Wat ik verwacht van professionals in de geboortezorg
Giza werkt in de geboortezorg. Reden voor haar om te onderzoeken hoe zij zichtbaar kan worden. In dat kader stelde zij mij ook de vraag wat ik van professionals verwacht. Wat ikzelf erg fijn vind is dat een professional bereikbaar is. Zodra je iets niet weet, twijfelt wat je moet doen of wilt weten wat je kunt gaan verwachten, dan is het fijn dat je antwoord krijgt van een deskundige. Niet enkel via een telefoontje of vanachter een website, maar daadwerkelijk face to face contact. Jaren terug, toen we ons aan het oriënteren waren op geboortezorg, gingen we naar de Zwangerenmarkt in het CWZ. Daar konden we handen schudden bij meerdere organisaties. Door gesprekken te voeren kregen we een goed beeld en merkten we bij wie we een goed gevoel kregen. Een persoonlijke relatie is dus belangrijk. Kennis delen op allerlei manieren is ook prettig. Zo schreef Giza eerder voor Papa’s wereld een gastblog: Partner bij de bevalling: lijden en leiden Als man vind ik het ook erg belangrijk om gelijkwaardig behandeld te worden. De geboortezorg is grotendeels gericht op moeder en kind. Een echte professional kijkt ook naar de vader (of partner) en gaat ook uit vanuit zijn gevoelens en wensen.
Hoe ervaar jij het?
Ben jij bewust van wat je naar anderen uitstraalt? Doe jij iets om een bepaald beeld van jezelf te scheppen? Of probeer je juist heel erg onder de radar te blijven?
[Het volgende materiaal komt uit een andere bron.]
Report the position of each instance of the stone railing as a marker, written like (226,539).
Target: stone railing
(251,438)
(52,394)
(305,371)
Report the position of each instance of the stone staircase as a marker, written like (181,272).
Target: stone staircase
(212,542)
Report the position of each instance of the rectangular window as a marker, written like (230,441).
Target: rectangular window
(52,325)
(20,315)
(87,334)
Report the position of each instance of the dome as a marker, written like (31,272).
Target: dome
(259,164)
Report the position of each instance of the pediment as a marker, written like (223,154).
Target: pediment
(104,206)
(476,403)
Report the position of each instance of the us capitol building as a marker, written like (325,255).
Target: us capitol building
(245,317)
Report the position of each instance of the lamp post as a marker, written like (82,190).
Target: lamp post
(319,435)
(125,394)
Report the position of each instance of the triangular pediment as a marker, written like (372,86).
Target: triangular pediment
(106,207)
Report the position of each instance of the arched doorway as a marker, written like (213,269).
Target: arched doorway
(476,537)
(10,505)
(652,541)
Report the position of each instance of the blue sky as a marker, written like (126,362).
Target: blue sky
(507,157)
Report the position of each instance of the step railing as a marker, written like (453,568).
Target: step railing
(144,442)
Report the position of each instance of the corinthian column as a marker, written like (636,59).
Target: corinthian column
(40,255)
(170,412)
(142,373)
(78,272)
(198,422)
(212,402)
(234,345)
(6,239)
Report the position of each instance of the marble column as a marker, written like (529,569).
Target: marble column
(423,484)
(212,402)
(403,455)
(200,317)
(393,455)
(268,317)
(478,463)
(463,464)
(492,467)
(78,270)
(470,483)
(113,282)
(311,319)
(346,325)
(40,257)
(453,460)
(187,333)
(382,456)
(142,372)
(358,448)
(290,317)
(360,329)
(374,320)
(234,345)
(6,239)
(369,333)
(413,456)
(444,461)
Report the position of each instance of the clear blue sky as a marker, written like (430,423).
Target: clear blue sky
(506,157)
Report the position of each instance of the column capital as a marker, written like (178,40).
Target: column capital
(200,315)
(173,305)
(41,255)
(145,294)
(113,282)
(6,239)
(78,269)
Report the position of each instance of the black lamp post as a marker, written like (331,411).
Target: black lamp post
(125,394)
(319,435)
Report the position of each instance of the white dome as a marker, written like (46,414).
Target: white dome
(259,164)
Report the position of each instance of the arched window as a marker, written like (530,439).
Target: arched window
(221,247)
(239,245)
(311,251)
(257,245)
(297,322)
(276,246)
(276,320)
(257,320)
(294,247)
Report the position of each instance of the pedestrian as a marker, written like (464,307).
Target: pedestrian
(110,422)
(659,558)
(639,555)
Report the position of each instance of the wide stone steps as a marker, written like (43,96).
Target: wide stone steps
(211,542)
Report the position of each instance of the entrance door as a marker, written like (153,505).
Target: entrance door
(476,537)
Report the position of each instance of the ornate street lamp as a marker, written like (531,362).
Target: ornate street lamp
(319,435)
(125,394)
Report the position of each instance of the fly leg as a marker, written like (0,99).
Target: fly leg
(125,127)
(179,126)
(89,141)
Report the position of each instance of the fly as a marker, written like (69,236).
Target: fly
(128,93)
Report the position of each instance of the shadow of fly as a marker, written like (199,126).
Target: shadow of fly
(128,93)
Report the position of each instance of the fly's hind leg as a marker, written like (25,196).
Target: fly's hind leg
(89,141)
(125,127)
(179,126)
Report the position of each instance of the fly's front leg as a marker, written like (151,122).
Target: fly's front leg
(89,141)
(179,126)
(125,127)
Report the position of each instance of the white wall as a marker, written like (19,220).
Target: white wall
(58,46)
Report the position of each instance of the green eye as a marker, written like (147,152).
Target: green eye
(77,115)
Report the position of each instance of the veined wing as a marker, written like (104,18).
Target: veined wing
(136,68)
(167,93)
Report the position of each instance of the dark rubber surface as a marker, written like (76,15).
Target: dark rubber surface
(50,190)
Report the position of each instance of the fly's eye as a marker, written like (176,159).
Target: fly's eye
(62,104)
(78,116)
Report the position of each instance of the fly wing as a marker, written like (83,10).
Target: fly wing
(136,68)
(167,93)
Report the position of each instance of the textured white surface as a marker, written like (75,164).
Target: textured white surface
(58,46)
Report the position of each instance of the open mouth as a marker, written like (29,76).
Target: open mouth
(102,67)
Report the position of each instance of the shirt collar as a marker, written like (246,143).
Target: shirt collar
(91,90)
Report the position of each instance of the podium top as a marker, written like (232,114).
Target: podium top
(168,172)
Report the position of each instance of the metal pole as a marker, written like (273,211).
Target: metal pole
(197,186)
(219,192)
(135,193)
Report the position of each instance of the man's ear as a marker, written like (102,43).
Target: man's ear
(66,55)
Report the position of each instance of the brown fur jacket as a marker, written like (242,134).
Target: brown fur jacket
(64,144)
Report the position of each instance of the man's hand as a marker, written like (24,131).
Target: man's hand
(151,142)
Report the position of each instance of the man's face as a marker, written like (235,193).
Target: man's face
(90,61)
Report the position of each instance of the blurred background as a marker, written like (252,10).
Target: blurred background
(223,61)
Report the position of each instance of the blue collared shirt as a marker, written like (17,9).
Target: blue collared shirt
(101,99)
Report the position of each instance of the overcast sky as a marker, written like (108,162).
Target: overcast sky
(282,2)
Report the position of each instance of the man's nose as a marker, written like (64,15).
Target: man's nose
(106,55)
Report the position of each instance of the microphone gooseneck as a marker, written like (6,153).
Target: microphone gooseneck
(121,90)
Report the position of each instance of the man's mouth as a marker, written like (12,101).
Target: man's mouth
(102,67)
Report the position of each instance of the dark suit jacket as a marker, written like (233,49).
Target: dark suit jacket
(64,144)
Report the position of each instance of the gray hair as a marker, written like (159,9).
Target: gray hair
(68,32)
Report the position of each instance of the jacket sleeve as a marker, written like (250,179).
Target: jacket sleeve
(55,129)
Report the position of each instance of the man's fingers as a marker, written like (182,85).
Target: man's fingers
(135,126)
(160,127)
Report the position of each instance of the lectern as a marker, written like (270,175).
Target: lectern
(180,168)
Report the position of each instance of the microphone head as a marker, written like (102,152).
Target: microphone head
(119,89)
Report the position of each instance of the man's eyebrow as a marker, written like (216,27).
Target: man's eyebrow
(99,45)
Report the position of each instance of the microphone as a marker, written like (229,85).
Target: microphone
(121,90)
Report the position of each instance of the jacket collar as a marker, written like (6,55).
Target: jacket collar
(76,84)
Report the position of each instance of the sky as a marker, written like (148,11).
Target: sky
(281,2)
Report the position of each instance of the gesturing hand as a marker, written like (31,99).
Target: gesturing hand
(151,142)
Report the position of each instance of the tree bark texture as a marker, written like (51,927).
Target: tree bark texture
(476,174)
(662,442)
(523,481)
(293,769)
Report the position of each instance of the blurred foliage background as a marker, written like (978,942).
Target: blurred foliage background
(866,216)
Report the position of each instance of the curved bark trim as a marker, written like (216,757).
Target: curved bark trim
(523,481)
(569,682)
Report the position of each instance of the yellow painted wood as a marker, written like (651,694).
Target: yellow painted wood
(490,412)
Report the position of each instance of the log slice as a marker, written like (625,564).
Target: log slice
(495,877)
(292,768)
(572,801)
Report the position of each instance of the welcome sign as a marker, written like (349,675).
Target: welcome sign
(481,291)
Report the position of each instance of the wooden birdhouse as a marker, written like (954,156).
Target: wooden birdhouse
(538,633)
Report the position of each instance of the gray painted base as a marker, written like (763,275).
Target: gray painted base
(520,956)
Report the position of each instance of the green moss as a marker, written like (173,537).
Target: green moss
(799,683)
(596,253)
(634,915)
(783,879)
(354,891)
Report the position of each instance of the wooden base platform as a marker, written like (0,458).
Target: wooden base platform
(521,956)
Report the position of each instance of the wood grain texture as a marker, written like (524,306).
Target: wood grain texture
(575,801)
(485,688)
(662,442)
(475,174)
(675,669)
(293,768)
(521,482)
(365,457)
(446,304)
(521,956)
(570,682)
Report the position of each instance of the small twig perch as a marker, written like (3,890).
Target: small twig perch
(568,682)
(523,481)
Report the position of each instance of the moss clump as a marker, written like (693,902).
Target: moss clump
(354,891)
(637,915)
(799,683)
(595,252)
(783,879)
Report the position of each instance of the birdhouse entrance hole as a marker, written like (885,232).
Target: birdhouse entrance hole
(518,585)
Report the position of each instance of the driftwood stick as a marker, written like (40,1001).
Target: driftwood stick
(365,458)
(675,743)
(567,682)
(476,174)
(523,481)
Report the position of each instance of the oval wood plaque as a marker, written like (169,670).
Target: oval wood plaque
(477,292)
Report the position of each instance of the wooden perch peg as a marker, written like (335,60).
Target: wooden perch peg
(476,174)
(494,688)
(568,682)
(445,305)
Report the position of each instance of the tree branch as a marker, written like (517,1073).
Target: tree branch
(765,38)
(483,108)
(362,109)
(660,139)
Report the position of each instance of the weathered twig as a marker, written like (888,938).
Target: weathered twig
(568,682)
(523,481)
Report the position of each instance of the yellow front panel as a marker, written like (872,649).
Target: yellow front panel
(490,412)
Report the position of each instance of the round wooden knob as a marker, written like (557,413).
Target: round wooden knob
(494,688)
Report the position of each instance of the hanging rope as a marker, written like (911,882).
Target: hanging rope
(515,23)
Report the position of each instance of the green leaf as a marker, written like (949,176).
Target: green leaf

Ik probeer zoveel mogelijk mijzelf te zijn. ‘Echt’ zoals je weleens als populaire term voorbij ziet komen. Dat houdt in dat ik mijzelf zowel op mijn mooist als op mijn lelijkst ‘durf’ te laten zien. De mooie, maar ook mindere momenten. Een volle lach, maar ook verdriet. Niet omdat ik daarmee punten wil scoren. Wel omdat ik gewoon mijzelf wil blijven. Net zoals ik dat inmiddels ook al jaren offline doe. Vroeger was dat heel anders. Als ik terugkijk was ik vooral een ja-zegger, wilde ik mensen pleasen, zag ik er altijd tip top uit en was ik de ideale partner, medewerkster en vriendin. Nu ik dat (en het ego) zo goed als heb losgelaten is dat zó bevrijdend. Afijn, heel verhaal, maar dat riep jouw blogpost bij mij op 🙂
Hoi Rory,
Je weet dat ik jouw instagram regelmatig bekijk. Ik bewonder je lef qua dansjes en verkleedpartijen. Ikzelf durf dat niet zo, past ook niet helemaal bij mij denk ik. Sowieso ben ik niet zo van de ‘gekke’ dingen op camera, maar presenteren durf ik dan weer wel. Ga door met wat je doet en het schijt hebben aan wat anderen ervan vinden. Als jij het maar leuk vind.